In October, the court heard a challenge to the University of Texas at Austin’s admissions policy, which accepts the top 10% of students from every high school in the state, while considering race and other factors for students who aren’t in the top 10%.
Those arguments were 8 months ago. Supreme Court cases — even big ones like Obamacare and gay marriage — usually take 3 or 4 months to decide. The Supreme Court’s term ends this week, and it still hasn’t decided the UT case.
“You’d almost expect something unusual to have happened for this to take 8 months,” UCLA law professor Adam Winkler tells us.
The case should be pretty simple. After all, the Supreme Court has ruled on affirmative action before. In a 2003 case involving the University of Michigan’s law school, the high court said colleges can consider applicants’ race to achieve a “critical mass” of minorities.
The Supreme Court could have used the reasoning from the 2003 ruling either to affirm UT’s policy or to say it’s going too far by considering race and using its 10% plan (which also makes the school more diverse).
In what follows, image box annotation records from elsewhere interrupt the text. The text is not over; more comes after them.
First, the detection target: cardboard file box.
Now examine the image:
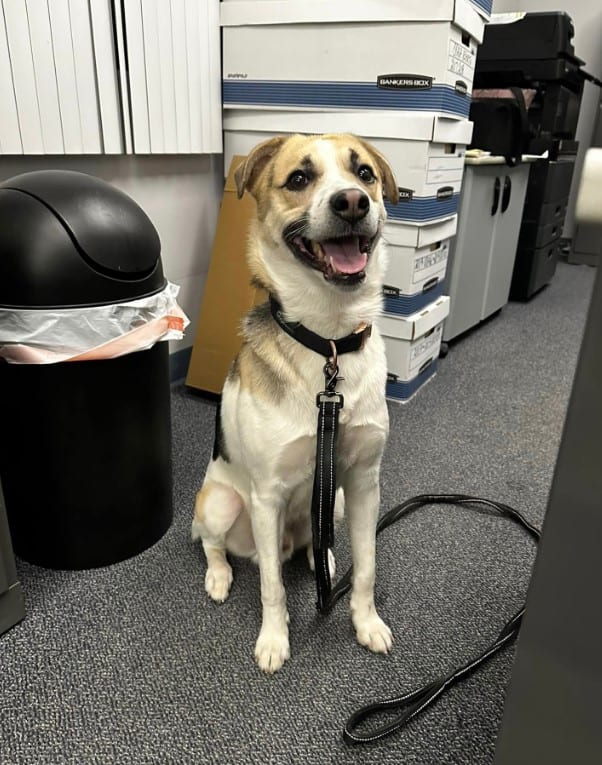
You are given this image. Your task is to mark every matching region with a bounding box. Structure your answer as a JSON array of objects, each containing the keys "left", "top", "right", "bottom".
[
  {"left": 186, "top": 157, "right": 267, "bottom": 393},
  {"left": 379, "top": 296, "right": 449, "bottom": 402},
  {"left": 384, "top": 236, "right": 449, "bottom": 316},
  {"left": 221, "top": 0, "right": 485, "bottom": 117},
  {"left": 223, "top": 110, "right": 472, "bottom": 223}
]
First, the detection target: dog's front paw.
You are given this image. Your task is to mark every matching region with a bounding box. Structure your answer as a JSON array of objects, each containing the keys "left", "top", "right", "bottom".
[
  {"left": 353, "top": 611, "right": 393, "bottom": 653},
  {"left": 255, "top": 627, "right": 290, "bottom": 673},
  {"left": 307, "top": 545, "right": 337, "bottom": 579},
  {"left": 205, "top": 563, "right": 232, "bottom": 603}
]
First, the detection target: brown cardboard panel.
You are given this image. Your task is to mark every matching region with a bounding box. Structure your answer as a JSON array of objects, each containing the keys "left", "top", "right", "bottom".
[{"left": 186, "top": 156, "right": 267, "bottom": 393}]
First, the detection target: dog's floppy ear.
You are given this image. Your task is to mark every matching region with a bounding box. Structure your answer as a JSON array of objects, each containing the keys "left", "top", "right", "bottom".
[
  {"left": 356, "top": 136, "right": 399, "bottom": 204},
  {"left": 234, "top": 135, "right": 286, "bottom": 199}
]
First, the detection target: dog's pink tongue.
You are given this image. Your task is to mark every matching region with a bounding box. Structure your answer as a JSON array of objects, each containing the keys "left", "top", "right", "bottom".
[{"left": 321, "top": 236, "right": 368, "bottom": 274}]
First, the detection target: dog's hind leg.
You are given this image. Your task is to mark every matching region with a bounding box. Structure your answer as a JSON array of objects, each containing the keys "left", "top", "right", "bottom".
[{"left": 192, "top": 480, "right": 244, "bottom": 602}]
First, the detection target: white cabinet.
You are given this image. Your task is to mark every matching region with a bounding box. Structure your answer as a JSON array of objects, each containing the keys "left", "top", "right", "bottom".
[
  {"left": 443, "top": 160, "right": 529, "bottom": 340},
  {"left": 0, "top": 0, "right": 222, "bottom": 155}
]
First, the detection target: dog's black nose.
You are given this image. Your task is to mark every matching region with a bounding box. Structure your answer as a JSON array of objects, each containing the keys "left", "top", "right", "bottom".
[{"left": 330, "top": 189, "right": 370, "bottom": 223}]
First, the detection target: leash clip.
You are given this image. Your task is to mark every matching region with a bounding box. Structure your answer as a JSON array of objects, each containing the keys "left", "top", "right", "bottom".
[
  {"left": 316, "top": 390, "right": 345, "bottom": 409},
  {"left": 324, "top": 340, "right": 345, "bottom": 394}
]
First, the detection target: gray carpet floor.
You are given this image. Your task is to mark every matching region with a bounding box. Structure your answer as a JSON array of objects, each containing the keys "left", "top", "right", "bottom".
[{"left": 0, "top": 263, "right": 594, "bottom": 765}]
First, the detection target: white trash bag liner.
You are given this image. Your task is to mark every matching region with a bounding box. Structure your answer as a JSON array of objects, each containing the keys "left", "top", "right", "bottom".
[{"left": 0, "top": 282, "right": 190, "bottom": 364}]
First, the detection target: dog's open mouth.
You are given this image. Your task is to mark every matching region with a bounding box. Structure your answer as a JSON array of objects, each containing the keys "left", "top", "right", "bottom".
[{"left": 288, "top": 234, "right": 374, "bottom": 284}]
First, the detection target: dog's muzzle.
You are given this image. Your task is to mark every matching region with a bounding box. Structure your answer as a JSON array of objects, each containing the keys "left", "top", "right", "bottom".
[{"left": 284, "top": 221, "right": 378, "bottom": 286}]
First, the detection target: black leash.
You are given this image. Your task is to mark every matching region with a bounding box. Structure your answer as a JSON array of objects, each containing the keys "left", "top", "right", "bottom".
[
  {"left": 338, "top": 494, "right": 541, "bottom": 744},
  {"left": 270, "top": 297, "right": 541, "bottom": 744}
]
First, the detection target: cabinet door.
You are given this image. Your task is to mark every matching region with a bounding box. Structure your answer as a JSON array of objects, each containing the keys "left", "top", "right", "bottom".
[
  {"left": 443, "top": 165, "right": 500, "bottom": 340},
  {"left": 481, "top": 165, "right": 529, "bottom": 319}
]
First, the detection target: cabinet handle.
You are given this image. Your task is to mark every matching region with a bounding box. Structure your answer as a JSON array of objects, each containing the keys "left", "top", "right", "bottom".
[
  {"left": 502, "top": 175, "right": 512, "bottom": 213},
  {"left": 491, "top": 178, "right": 501, "bottom": 215}
]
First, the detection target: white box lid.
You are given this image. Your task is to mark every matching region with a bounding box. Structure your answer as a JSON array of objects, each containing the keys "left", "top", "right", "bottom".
[
  {"left": 220, "top": 0, "right": 485, "bottom": 43},
  {"left": 378, "top": 295, "right": 449, "bottom": 340},
  {"left": 383, "top": 214, "right": 458, "bottom": 247},
  {"left": 223, "top": 112, "right": 473, "bottom": 145}
]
But that would have been a “copy and paste job” that probably wouldn’t have taken so long, according to Winkler.
“One possibility is that instead of doing a copy job … Maybe the conservatives have decided to go bold and make an assertive ruling,” Winkler says. “That would occasion the liberals to have to write extensive dissenting opinions.”
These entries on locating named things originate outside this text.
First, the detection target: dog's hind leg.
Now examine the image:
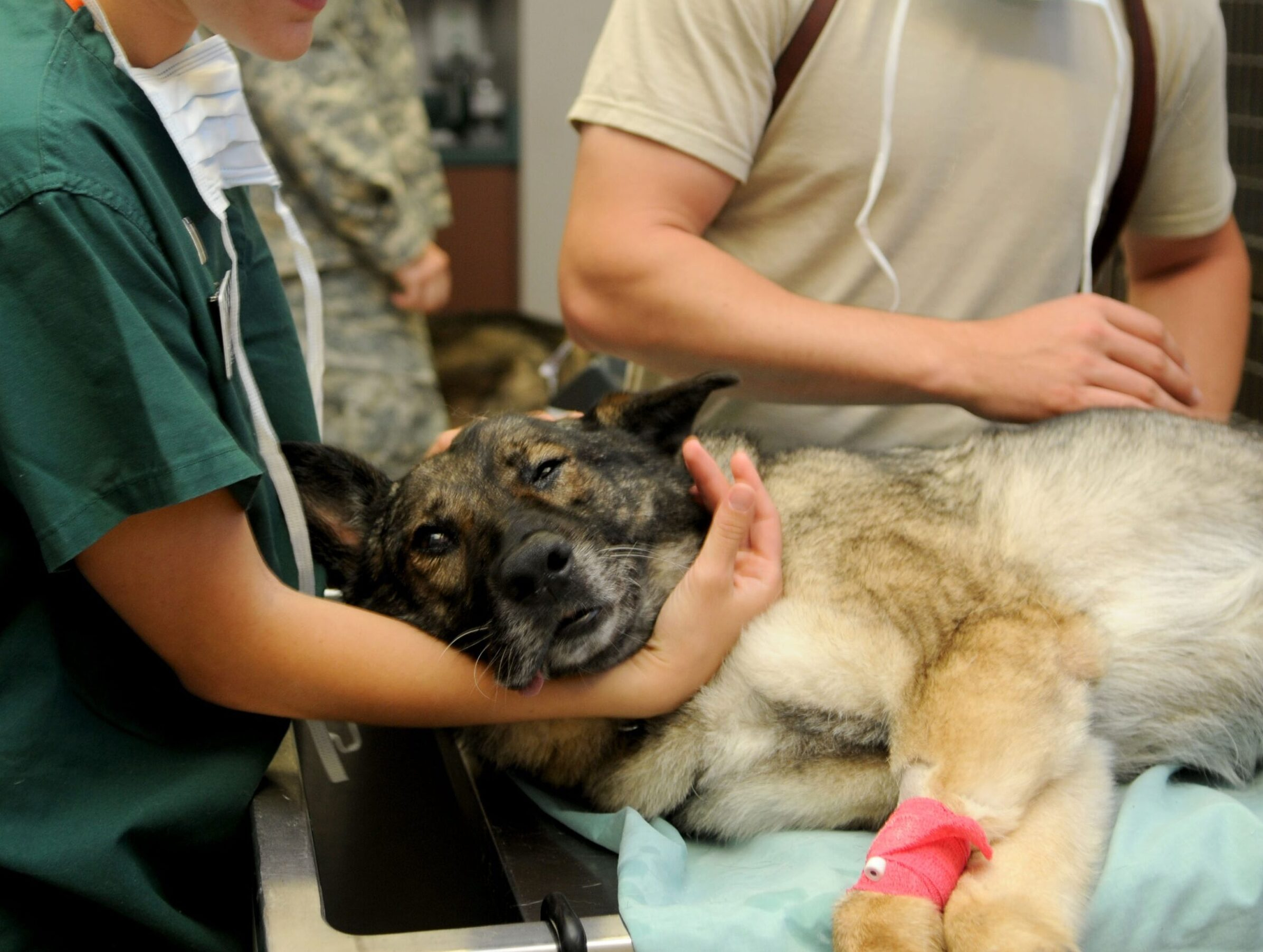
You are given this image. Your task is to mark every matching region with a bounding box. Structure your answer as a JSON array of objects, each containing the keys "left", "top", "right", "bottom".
[
  {"left": 833, "top": 602, "right": 1110, "bottom": 952},
  {"left": 944, "top": 740, "right": 1114, "bottom": 952}
]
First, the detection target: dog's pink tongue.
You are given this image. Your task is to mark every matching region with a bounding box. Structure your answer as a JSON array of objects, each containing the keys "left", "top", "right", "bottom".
[{"left": 518, "top": 670, "right": 544, "bottom": 697}]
That would take a lot of time. “A bold ruling declaring the Constitution to be colorblind would be contrary to over a century of Supreme Court case law,” Winkler says. “It would occasion a lot of writing, a lot of argument, a lot of back and forth.”
Some legal experts have argued that colleges can still try to make their student bodies diverse even if the Supreme Court bans affirmative action. Still, the implications could be huge if the court goes bold and says that government and entities that take government money (like universities) can’t consider applicants’ race, Winkler says.
Government contractors and agencies, for example, couldn’t take explicit steps to make their workforces more racially diverse. Colleges would need to find entirely new and creative ways to ensure blacks and Hispanics were part of their student bodies (including by using socioeconomic status as a proxy for race).
Other experts have also predicted the Supreme Court will strike a blow to affirmative action. Supreme Court lawyer Carter Phillips has told BI the court will likely strike down UT’s use of race because its 10% admissions plan already achieves diversity.
During oral arguments, conservative justices suggested they may “cast aside” the heart of the court’s 2003 ruling that upheld affirmative action, veteran Supreme Court lawyer Lyle Denniston has written.
Of course, it’s not a foregone conclusion that the court will dismantle affirmative action. But the long wait we’ve had makes it an increasingly likely possibility.